Direct SSAs to use specialized surveyors, as authorized by the Nursing Home Reform Law. SSAs need to have specialized surveyors available for surveys when deficiencies are anticipated in certain areas. For example, if a facility gives psychotropic drugs to an unusually large percentage of its residents, a pharmacist should be available to participate in the facility’s survey. Although all surveyors are trained and qualified to cite deficiencies in all areas, health care professionals are likely to feel more comfortable when surveying for issues related to their professional discipline.
Post comparative information about CMPs and DPNAs on Care Compare to make the information more meaningful for the public.
Amend the regulations for informal dispute resolution to authorize residents and their families and advocates to participate.

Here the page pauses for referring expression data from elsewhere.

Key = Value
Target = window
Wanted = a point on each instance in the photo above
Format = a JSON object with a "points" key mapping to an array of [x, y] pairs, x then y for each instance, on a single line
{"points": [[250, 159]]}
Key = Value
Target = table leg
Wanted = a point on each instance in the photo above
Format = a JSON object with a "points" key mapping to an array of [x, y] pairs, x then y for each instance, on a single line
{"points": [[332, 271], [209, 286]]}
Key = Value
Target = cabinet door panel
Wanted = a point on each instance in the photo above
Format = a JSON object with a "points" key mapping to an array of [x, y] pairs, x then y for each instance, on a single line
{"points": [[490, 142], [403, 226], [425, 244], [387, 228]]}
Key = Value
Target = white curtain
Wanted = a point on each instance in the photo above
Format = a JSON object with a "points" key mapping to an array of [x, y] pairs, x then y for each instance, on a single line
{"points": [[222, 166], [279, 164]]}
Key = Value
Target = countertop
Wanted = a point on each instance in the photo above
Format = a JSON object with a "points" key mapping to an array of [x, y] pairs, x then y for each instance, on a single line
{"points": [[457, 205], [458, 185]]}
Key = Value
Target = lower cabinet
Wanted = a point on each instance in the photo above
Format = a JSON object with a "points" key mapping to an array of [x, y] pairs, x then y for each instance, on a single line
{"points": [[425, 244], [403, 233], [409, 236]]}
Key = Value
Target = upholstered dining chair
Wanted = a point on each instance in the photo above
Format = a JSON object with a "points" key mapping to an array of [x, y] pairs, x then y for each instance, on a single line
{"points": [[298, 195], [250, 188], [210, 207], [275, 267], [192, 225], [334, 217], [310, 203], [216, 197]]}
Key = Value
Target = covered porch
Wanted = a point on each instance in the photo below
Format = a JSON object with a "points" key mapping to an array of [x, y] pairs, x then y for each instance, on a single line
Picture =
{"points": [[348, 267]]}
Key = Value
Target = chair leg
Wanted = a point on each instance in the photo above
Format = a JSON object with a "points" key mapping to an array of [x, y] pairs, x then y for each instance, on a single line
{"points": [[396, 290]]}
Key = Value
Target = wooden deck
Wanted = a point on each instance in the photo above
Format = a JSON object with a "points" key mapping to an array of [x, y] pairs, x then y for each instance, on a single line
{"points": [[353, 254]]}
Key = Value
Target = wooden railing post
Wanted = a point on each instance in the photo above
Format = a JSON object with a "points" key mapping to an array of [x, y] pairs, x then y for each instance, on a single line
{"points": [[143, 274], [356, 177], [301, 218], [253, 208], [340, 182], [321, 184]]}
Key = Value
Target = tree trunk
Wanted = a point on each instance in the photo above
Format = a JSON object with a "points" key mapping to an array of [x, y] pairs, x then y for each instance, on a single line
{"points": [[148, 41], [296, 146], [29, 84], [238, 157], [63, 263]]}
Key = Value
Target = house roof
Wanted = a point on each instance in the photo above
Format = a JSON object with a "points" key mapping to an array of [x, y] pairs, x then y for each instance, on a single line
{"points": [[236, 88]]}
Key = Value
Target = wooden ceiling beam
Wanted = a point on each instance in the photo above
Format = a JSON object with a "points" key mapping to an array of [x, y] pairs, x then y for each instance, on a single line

Amend the regulations for formal appeals to inform the public of the filing of a request for an appeal and authorize residents and their families and advocates to participate, either in person or by filing declarations and a brief.
Amend the regulations to create a process by which residents and their families and advocates, including the state long-term care ombudsman program, can appeal the failure of the survey team to cite a deficiency.
Recommendations to Congress
Increase the federal survey budget so that states can hire and train sufficient numbers of surveyors.
Recommendations to the Departmental Appeals Board
Post on the DAB website the list of docketed appeals.
Amend DAB rules to permit residents and their families and advocates to participate in formal appeals by filing sworn declarations and a brief. Authorize ALJs, at their discretion as defined by federal regulations, to allow residents and their families and advocates to testify at hearings or submit sworn declarations and briefs, and, if the appeal is decided on the written record or summary judgment, to submit sworn declarations and briefs.